Кулаком, стиснутым до белизны на суставах, Иван оперся о доску и слез с нар. Занавеска закрылась за ним, протащившись по спине. Мимо окошка мотнулись складки шаровар, прогромыхали тяжелые кованые сапоги.
17
На следующий день Мотька, конечно, не пришла. Мишка лежал в углу за занавеской и глядел в потолок. За бревенчатыми стенами топали бодрые шаги, звучали голоса свободных здоровых людей, вольных идти, куда вздумается.
Сознавать себя бессильным было противно и тяжело. Бревенчатый темный потолок с торчавшим из пазов мхом напоминал такой же барачный потолок на Черемховских каменноугольных копях у маленького хозяйчика, где валялся на нарах четырнадцатилетним мальцом, был похож и на корявые огнива в откаточном штреке, освещенном стеариновым огарком. Даже иссеченный купол низенького забоя не отличался ничем от потолка, в который упирался взгляд больного. Безнадежной горечью веяло из темных углов Мишкиной жизни. Вот только самые юные годы, когда бегал в школу, светились среди мрака… Умер отец-шахтер… Вместо ученья парнишка гоняет лошадь в темном подземелье и поет заунывную песню. Ворует уголь, носит в мешке в поселок по пятаку за пуд. В реденьком березовом лесу в бараках — лютые морозы, хозяйчик жалеет для рабочих кусок угля. Конца смены ждали, как избавления от пытки. Шахтеры издевались над ним, новичком, попавшим к ним в лапы, издевался и он сам потом над новичками. Шахтеры пили до повальной драки, — пил и он. Молодой здоровенный малый пил, играл в отрепанные карты, крыл партнера самыми отвратительными словами, — и все это почиталось обычным. А разве он хоть раз выслушал до конца и постарался вникнуть, о чем говорят на собраниях или митингах? Кроме широкой улыбки, ничего иного не вызывал в нем вид товарищей, надрывающих голоса. И поздний стыд овладел Мишкой. Только теперь, в ярком свете несчастья и зародившейся любви к Мотьке, в нем, двадцатитрехлетнем парне, бурной порослью пошли побеги всего лучшего, посеянного в шахтах, бараках.

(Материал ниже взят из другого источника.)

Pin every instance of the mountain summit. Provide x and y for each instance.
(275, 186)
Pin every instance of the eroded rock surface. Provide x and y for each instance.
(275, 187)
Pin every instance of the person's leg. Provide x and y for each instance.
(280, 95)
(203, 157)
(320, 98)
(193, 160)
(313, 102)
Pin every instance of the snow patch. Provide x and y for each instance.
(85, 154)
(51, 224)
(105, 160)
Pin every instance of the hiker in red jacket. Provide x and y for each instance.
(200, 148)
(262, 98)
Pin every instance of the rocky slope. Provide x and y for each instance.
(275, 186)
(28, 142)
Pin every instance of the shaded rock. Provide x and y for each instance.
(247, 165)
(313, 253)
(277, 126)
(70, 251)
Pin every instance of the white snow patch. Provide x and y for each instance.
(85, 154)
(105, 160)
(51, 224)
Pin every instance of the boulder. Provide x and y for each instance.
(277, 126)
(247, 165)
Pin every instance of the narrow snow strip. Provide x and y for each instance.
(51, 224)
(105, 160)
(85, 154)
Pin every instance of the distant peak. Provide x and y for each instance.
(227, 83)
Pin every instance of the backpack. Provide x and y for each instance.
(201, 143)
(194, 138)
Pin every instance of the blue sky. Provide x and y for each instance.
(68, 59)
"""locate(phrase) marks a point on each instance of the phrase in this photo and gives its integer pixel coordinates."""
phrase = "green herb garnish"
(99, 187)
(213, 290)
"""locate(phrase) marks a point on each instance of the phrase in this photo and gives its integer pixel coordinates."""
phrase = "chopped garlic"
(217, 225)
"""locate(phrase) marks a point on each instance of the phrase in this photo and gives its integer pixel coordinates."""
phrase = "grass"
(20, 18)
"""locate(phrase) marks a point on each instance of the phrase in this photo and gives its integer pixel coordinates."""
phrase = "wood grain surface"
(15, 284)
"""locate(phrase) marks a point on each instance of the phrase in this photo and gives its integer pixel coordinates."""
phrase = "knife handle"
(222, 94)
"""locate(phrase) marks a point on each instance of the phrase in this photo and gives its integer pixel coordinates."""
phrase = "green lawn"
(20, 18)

Мотька не приходила целую неделю. Тосковал, но в нем росла уверенность в том, что он, поднявшись с постели, что-то сделает для нее. Аппетита у него по-прежнему не было, но он через силу хлебал суп и просил добавки. Если до сих пор болезнь и слабость доставляли приятные минуты — свидания с Мотькой, то теперь для той же цели требовалось совершенно иное — здоровье. Как хотелось вскочить на ноги! Он ежеминутно тискал пальцами грудь, руки и ноги, проверял, крепнут ли мускулы, скоро ли избавится от тюрьмы за ситцевой занавеской.
Наконец, наступил день, когда Мишка хотя с трудом, но все же выполз из барака. Серый, большеглазый, скуластый, с палкой в трясущейся руке, согнутый, похожий со спины на широкоплечего дряхлого старика, поплелся по улице. Солнце слепило глаза, играло в свалявшихся волосах. Знакомые старатели не сразу узнавали его, а, узнав, молча провожали глазами, чувствуя неловкость. Неожиданно явился на деляну. Без него совсем упала добыча. Ребята крепить не умели, поддоры вести боялись даже в плотном грунте, ковырялись в старых забоях и мыли тощие пески. Бутара работала двадцать часов в сутки. Утомленный длинным для его слабых ног путешествием присел около промывальщика и заглянул в лоток: на донышке мотались реденькие крупинки. Подошедший смотритель взвесил дневную добычу.